Based upon the research in the new book "The Happiness Advantage," that formula -- success then happiness -- is scientifically backward. Over the past several years, I have been researching the relationship between happiness and success, only to discover that the problem is not that we forget to pursue happiness, but that we are pursuing it with the wrong formula.
Think about how some people conceive of relationships: "I am unhappy being single, so I will be happy when I am dating the person of my dreams." I had a friend in high school tell me that he would never be happy until he met his other half. This is exactly the formula of "I will be happy when..." While researching for an online dating website, I found that people who use this formula actually decrease their chances of finding a date. We have found that happiness and positivity are attractive traits. When the person we date is positive, it raises our own happiness, improves our immune system and lengthens our lives. So we are biologically attracted to happiness. Thus, we are turned off by the desperation which often stems from believing that happiness exists on the opposite side of success.

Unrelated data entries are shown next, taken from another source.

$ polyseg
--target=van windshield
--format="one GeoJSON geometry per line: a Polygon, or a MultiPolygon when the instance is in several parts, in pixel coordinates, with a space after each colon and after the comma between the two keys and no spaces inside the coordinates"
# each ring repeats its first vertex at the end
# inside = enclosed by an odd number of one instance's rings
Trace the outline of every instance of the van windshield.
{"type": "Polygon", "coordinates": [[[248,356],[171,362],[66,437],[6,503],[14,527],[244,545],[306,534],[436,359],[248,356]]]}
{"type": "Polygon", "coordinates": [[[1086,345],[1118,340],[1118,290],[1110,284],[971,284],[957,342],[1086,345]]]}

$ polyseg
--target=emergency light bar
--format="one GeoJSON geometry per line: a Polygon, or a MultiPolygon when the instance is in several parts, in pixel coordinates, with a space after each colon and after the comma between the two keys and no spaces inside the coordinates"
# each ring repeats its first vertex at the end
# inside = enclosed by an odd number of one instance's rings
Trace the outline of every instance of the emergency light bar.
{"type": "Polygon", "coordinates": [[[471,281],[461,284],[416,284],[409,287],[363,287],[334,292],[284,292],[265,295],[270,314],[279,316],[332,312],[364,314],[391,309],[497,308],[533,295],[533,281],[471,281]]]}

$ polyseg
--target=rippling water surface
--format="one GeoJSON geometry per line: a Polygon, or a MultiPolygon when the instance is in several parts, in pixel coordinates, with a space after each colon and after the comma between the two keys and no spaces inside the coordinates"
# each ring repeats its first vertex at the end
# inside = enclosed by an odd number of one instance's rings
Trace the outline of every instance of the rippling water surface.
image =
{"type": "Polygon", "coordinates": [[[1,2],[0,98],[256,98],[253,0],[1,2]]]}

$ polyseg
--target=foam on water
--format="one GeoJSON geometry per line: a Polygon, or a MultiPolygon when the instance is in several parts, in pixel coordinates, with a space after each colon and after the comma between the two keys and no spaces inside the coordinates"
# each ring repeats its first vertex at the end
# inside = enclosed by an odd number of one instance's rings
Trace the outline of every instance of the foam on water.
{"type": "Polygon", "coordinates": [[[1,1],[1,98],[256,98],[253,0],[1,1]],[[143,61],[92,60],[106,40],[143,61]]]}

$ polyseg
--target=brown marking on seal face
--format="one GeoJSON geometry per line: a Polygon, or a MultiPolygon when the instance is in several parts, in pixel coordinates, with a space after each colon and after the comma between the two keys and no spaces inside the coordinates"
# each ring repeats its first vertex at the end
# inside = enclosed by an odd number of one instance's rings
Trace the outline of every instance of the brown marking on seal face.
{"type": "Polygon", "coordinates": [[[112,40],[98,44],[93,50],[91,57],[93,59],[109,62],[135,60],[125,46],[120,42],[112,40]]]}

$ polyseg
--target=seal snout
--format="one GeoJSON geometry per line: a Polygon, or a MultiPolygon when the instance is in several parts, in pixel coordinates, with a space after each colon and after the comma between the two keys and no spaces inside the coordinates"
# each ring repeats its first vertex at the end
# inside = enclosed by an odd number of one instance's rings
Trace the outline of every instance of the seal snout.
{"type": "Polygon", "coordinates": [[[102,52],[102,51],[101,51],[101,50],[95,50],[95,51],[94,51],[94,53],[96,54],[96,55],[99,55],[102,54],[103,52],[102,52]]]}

We don't quote Freud much anymore, but he did get one thing right: Freud said we leak information through every pore. Our brains are designed to look past things we control consciously (like what we say) to look at how we unconsciously say it. Negativity, uncertainty and desperation leak out through our non-verbals: our eyes, lines on our face, the tone of our voice, etc. So if a person wants to start dating, the key is to not wait for happiness. The key is to cultivate happiness first, which shines through on first encounters, instead of wallowing in the discontent of delayed happiness, waiting for some arbitrary success point in the future to trigger happiness.

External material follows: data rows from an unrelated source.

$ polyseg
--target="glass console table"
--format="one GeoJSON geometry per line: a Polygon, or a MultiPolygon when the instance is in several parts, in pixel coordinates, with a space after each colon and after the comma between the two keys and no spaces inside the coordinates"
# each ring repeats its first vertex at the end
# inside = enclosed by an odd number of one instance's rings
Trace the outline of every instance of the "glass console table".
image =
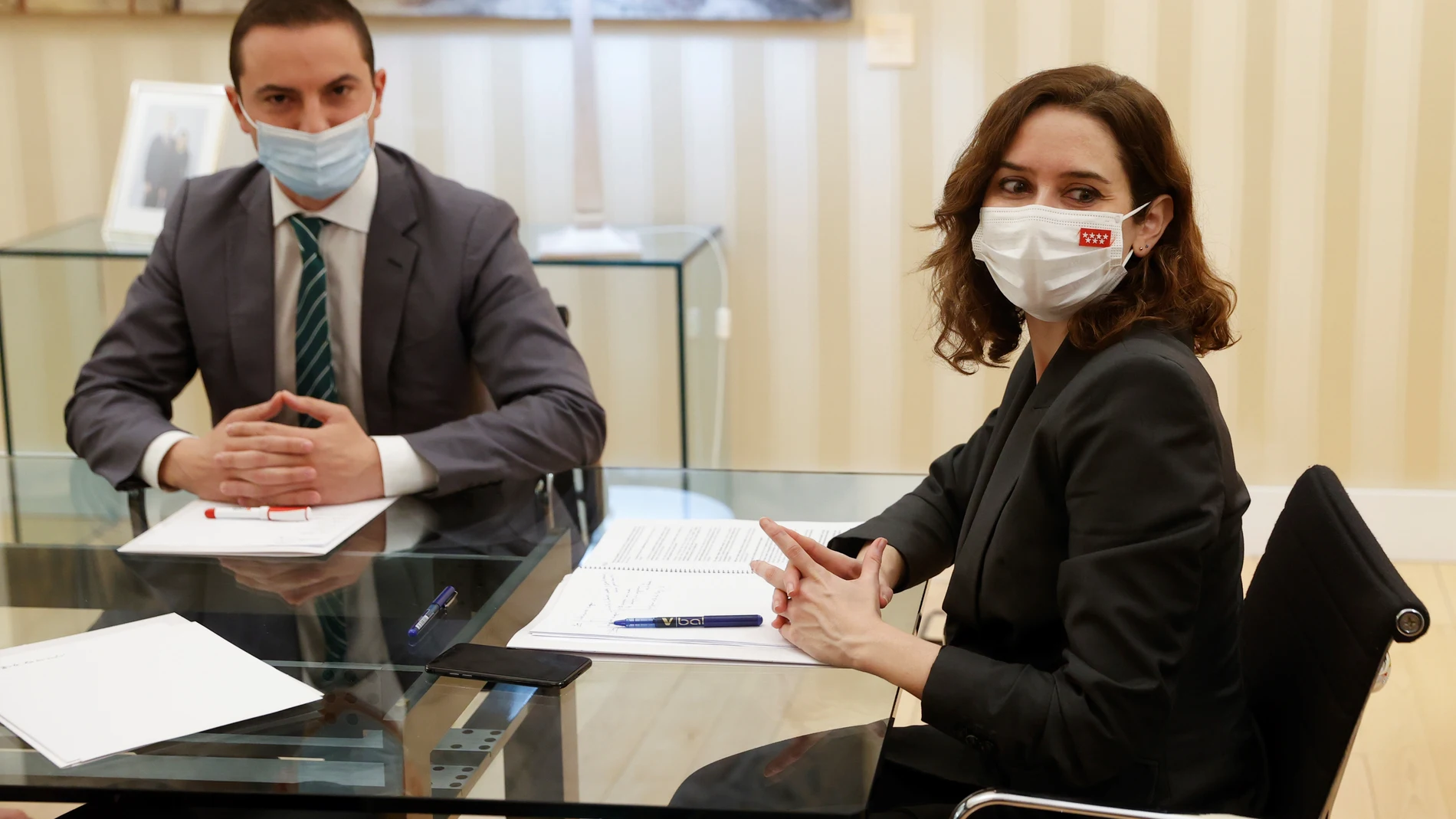
{"type": "MultiPolygon", "coordinates": [[[[546,230],[524,225],[521,241],[534,252],[546,230]]],[[[724,271],[705,236],[718,233],[713,225],[652,227],[642,233],[641,259],[534,259],[542,284],[566,308],[568,330],[612,419],[607,463],[713,466],[724,396],[712,320],[724,271]]],[[[70,452],[63,409],[76,372],[150,252],[149,244],[108,244],[99,218],[0,247],[6,454],[70,452]]],[[[199,381],[175,412],[183,429],[210,423],[199,381]]]]}
{"type": "MultiPolygon", "coordinates": [[[[122,556],[127,498],[84,464],[4,458],[0,647],[175,611],[325,692],[316,711],[181,738],[58,770],[0,729],[0,800],[495,816],[753,816],[684,800],[695,771],[753,748],[839,732],[853,764],[814,771],[798,815],[863,812],[897,690],[849,669],[597,658],[561,691],[437,678],[459,642],[504,644],[582,557],[606,516],[862,519],[919,476],[594,470],[405,499],[333,554],[291,562],[122,556]],[[403,505],[403,506],[402,506],[403,505]],[[575,511],[575,514],[574,514],[575,511]],[[345,589],[349,650],[310,642],[309,578],[345,589]],[[290,578],[293,578],[290,580],[290,578]],[[460,599],[409,646],[444,585],[460,599]],[[858,809],[856,809],[858,806],[858,809]]],[[[160,515],[186,500],[149,490],[160,515]]],[[[156,518],[153,518],[156,519],[156,518]]],[[[314,589],[323,586],[313,586],[314,589]]],[[[332,591],[332,589],[329,589],[332,591]]],[[[923,588],[887,621],[916,628],[923,588]]],[[[170,674],[201,669],[176,668],[170,674]]],[[[810,758],[805,758],[808,764],[810,758]]],[[[775,774],[778,775],[778,774],[775,774]]],[[[761,813],[761,806],[759,807],[761,813]]],[[[779,813],[782,813],[780,810],[779,813]]]]}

This is true in every aspect of our life. I have worked with some unemployment service providers who wonder whether it is okay to have an article about happiness research in a newsletter about unemployment. Absolutely. If we think, "I will be happy only when I have a job," then we are putting happiness after success, which significantly decreases the chances of that person getting a job. Job interviewers, just like potential relationship partners, are looking for positive people to work with and to create a good environment. We leak optimism or pessimism through every pore.
So how can we pursue happiness right now? When I was counseling overwrought Harvard students, one of the first things I would tell them is to stop equating a future success (dating) with happiness. Dating does not mean you will be happy. If that was true, then everyone in a relationship would be happy. Look around and you'll see enough empirical proof that relationship does not guarantee happiness. The same is true with success. Is everyone with a job happy? Then stop thinking that finding a job, getting a promotion, etc. is the only thing that can bring happiness. Success does not mean happiness. Check out the entertainment section of The Huffington Post to look for examples to disabuse you of thinking that being beautiful, successful or rich will make you happy.

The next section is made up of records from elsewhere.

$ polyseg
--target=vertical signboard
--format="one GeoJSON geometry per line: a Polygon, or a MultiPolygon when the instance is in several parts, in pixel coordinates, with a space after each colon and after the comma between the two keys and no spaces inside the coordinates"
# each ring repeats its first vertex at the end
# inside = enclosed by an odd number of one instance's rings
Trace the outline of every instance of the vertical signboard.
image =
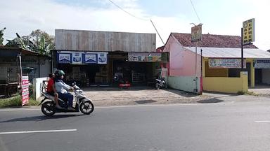
{"type": "Polygon", "coordinates": [[[107,54],[108,52],[98,52],[98,64],[107,64],[107,54]]]}
{"type": "Polygon", "coordinates": [[[71,63],[71,54],[70,53],[58,53],[58,62],[60,64],[71,63]]]}
{"type": "Polygon", "coordinates": [[[97,54],[84,54],[82,57],[84,58],[83,63],[85,64],[97,64],[98,57],[97,54]]]}
{"type": "Polygon", "coordinates": [[[72,64],[82,64],[82,52],[72,52],[72,64]]]}
{"type": "Polygon", "coordinates": [[[191,42],[197,42],[202,39],[202,24],[191,28],[191,42]]]}
{"type": "Polygon", "coordinates": [[[255,23],[254,18],[243,22],[243,45],[255,41],[255,23]]]}
{"type": "Polygon", "coordinates": [[[22,77],[22,106],[29,103],[29,80],[28,76],[22,77]]]}

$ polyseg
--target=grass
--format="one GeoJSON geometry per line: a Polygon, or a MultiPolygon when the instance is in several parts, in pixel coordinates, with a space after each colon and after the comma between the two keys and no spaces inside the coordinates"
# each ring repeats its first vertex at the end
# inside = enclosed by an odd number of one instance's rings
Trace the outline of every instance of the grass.
{"type": "MultiPolygon", "coordinates": [[[[26,106],[37,106],[39,101],[33,98],[30,98],[29,103],[26,106]]],[[[0,108],[20,107],[22,106],[22,98],[20,94],[7,99],[0,99],[0,108]]]]}

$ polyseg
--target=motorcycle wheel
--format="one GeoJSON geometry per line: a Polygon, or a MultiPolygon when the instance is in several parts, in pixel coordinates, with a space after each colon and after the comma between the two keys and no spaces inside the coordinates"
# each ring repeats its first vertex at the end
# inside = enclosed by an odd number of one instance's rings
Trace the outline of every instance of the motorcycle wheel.
{"type": "Polygon", "coordinates": [[[160,89],[160,85],[158,85],[158,83],[155,83],[155,89],[160,89]]]}
{"type": "Polygon", "coordinates": [[[89,115],[94,111],[94,104],[90,101],[82,101],[82,102],[79,104],[79,110],[85,114],[85,115],[89,115]]]}
{"type": "Polygon", "coordinates": [[[46,101],[42,104],[41,111],[46,116],[52,116],[56,113],[56,104],[53,101],[46,101]]]}
{"type": "Polygon", "coordinates": [[[165,87],[167,89],[168,88],[168,84],[165,83],[165,87]]]}

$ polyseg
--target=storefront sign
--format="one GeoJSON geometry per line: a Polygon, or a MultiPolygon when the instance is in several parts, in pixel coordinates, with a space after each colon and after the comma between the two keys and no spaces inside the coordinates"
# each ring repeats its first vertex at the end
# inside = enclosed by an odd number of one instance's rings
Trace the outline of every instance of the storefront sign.
{"type": "Polygon", "coordinates": [[[97,55],[96,54],[84,54],[84,63],[85,64],[97,64],[97,55]]]}
{"type": "Polygon", "coordinates": [[[161,53],[129,52],[129,62],[161,62],[161,53]]]}
{"type": "Polygon", "coordinates": [[[243,44],[248,44],[255,41],[255,19],[243,22],[243,44]]]}
{"type": "Polygon", "coordinates": [[[58,51],[57,52],[59,64],[107,64],[108,52],[72,52],[58,51]]]}
{"type": "Polygon", "coordinates": [[[58,61],[60,64],[70,64],[71,54],[70,53],[58,53],[58,61]]]}
{"type": "Polygon", "coordinates": [[[191,42],[197,42],[202,39],[202,24],[191,28],[191,42]]]}
{"type": "MultiPolygon", "coordinates": [[[[210,59],[209,67],[217,69],[240,69],[241,59],[210,59]]],[[[246,67],[246,61],[244,59],[244,68],[246,67]]]]}
{"type": "Polygon", "coordinates": [[[107,64],[107,52],[98,52],[98,64],[107,64]]]}
{"type": "Polygon", "coordinates": [[[72,52],[72,64],[82,64],[82,52],[72,52]]]}
{"type": "Polygon", "coordinates": [[[254,62],[255,69],[270,69],[270,60],[269,59],[257,59],[254,62]]]}
{"type": "Polygon", "coordinates": [[[29,102],[29,81],[28,76],[22,76],[22,106],[29,102]]]}

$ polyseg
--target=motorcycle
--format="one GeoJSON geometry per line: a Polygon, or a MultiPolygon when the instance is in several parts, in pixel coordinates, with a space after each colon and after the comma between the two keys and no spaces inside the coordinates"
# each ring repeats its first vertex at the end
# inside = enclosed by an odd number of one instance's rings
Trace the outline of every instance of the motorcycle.
{"type": "Polygon", "coordinates": [[[165,78],[161,78],[158,79],[155,79],[155,89],[159,89],[160,88],[167,88],[167,84],[165,81],[165,78]]]}
{"type": "Polygon", "coordinates": [[[60,109],[56,108],[56,103],[54,101],[54,96],[48,94],[46,92],[41,92],[41,95],[44,96],[44,99],[40,102],[38,106],[41,105],[41,112],[46,116],[52,116],[56,113],[75,113],[79,112],[85,114],[91,114],[94,109],[92,101],[85,96],[84,92],[76,85],[76,82],[72,84],[74,93],[75,93],[75,101],[73,101],[73,106],[75,110],[68,110],[68,101],[65,101],[61,99],[58,99],[58,104],[63,108],[60,109]],[[75,106],[74,106],[75,105],[75,106]]]}

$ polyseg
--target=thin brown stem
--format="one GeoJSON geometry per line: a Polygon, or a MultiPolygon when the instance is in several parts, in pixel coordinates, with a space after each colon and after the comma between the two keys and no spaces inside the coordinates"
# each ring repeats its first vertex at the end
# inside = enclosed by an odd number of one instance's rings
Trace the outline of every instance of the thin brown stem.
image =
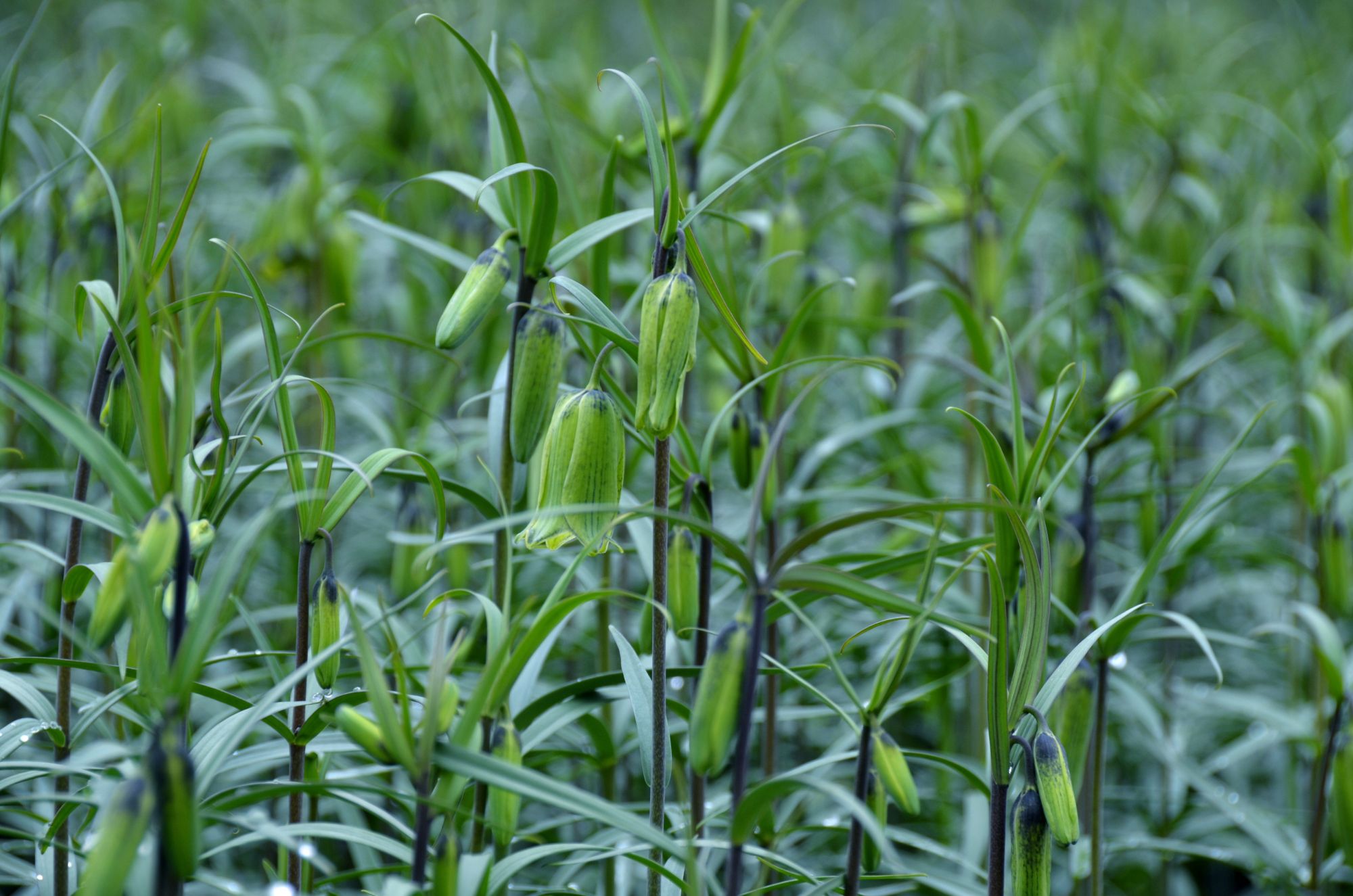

Second, we need to break the belief that our external world (how much money we make, are we in a relationship, what the economy is doing, etc.) is predictive of our happiness. Only 10 percent of our long-term happiness is predicted by the external world; 90 percent of our long-term happiness is thus how our brain processes the external world. This is why we find people at the same job who are positive and love their work, and others see it as drudgery and stress. This is why some people love being single and others cannot stand it. The external world does not predict your happiness, which is a freeing scientific realization about how much control you actually have over your happiness.
Third, happiness is a work ethic. You have to train your brain to be positive, just like you work out your body. Doing one positive habit, like eight minutes of meditation a day, journaling for two minutes about a positive experience (it backfires if you write about negative ones!) or writing a two-minute long positive email to a friend once a day -- all have been found in research over the past decade to significantly increase happiness, whatever your current life circumstances. Training your brain for gratitude is one of the most powerful ways to accomplish this. Gratitude is the recognition that the present can make you happy instead of waiting for a future event. Thus, if you think of three things you are grateful for over the course of 21 days, your level of optimism in life significantly rises.
The other half of the research in "The Happiness Advantage" is the good news: if you reverse the order of the formula, you end up with greater happiness and greater success rates. Happiness is the precursor to greater success. Every single relationship, business and educational outcome improves when the brain is positive. If you cultivate happiness while in the midst of your struggles, work, at school, while unemployed or single, you increase your chances of attaining all the goals you are pursuing, including happiness.